NadiaLeon · 04/09/2018 12:41

Reading his private messages is playing with fire. You'll open up a can of worms and take things out of context. Be careful.

Surfinbird · 04/09/2018 13:06

Hi sorry I’m being rubbish at replying!

So I don’t want to confront him because I feel like it will start a huge argument and I don’t want that. Oh can be very stubborn and I’m just not in the mental headspace to deal with it.

I don’t know if my friends oh knows about it, her and her oh seem to have a very honest and close relationship, so I imagine he would but then I don’t know what he would make of the more flirtier things.

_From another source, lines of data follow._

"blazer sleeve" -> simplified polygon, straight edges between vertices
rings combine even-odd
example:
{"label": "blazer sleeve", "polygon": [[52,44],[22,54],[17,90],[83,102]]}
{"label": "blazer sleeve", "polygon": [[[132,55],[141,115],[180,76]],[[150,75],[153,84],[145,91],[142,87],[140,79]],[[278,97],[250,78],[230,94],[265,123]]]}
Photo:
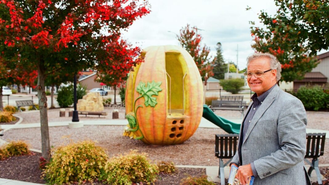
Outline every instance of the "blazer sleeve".
{"label": "blazer sleeve", "polygon": [[306,151],[307,117],[304,105],[294,99],[284,103],[278,119],[280,150],[254,161],[261,179],[303,161]]}
{"label": "blazer sleeve", "polygon": [[232,160],[231,160],[231,163],[230,163],[230,166],[231,164],[232,163],[237,164],[238,166],[240,166],[240,159],[239,158],[239,154],[237,151],[232,158]]}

I also want to add that you would never suspect a single thing by looking at them. We are older than they are, my oh is overweight and both her and her oh are young, slim and good looking. If I hadn’t seen my oh seeming so pleased by the messages I would never in a million years think this would it even could be anything more. Perhaps thats why I’m confused x

im also worried that’s if I say anything it will be awkward when we next see them ( we will all be at a friends wedding this month ) and I guess a part of me Worries that if I say anything he wouldn’t chose me. Like I said, we haven’t had a good time lately :(

OP posts:
SandyY2K · 04/09/2018 13:12

Even though he's older and overweight...she'll be flattered by the attention. I wouldn't message her at all as someone suggested.

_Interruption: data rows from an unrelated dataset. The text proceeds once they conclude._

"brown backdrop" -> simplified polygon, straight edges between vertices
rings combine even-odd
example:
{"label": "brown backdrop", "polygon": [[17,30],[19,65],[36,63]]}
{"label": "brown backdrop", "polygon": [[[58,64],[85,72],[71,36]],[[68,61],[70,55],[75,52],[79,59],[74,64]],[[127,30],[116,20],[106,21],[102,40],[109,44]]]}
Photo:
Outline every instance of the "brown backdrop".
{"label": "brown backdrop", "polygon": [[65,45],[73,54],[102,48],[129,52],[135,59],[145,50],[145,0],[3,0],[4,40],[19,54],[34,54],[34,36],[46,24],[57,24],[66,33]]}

It's actually your OH crossing the line and moaning about you. It's her stopping him from getting dirty.

SandyY2K · 04/09/2018 13:18

As an aside...it seems like you're a bit depressed and might benefit from seeing your GP for your own wellbeing.

Haireverywhere · 04/09/2018 16:31

"If I say anything he wouldn't choose me"

OP how awful

Surfinbird · 04/09/2018 21:13

SandyY2K I am on anti depressants at the moment. And anxiety meds. My life feels a bit of a mess since my Mum passed.

I feel like I bring OH down, he doesn’t support my mental health very well, and says things like I ‘don’t help myself’ and doesn’t understand I don’t avoid housework because I’m lazy, sometimes it’s just too much.

I have adopted his family as my own and was equally devastated when his father passed last year, so just don’t feel very head strong.

Thankyou everyone.

OP posts:
Onlyfamandclosefknow · 04/09/2018 21:19

Being with someone who is sliding into an affair will only make your mental health worse. Your self esteem will be on the floor and depression through the roof if you quietly let them get together.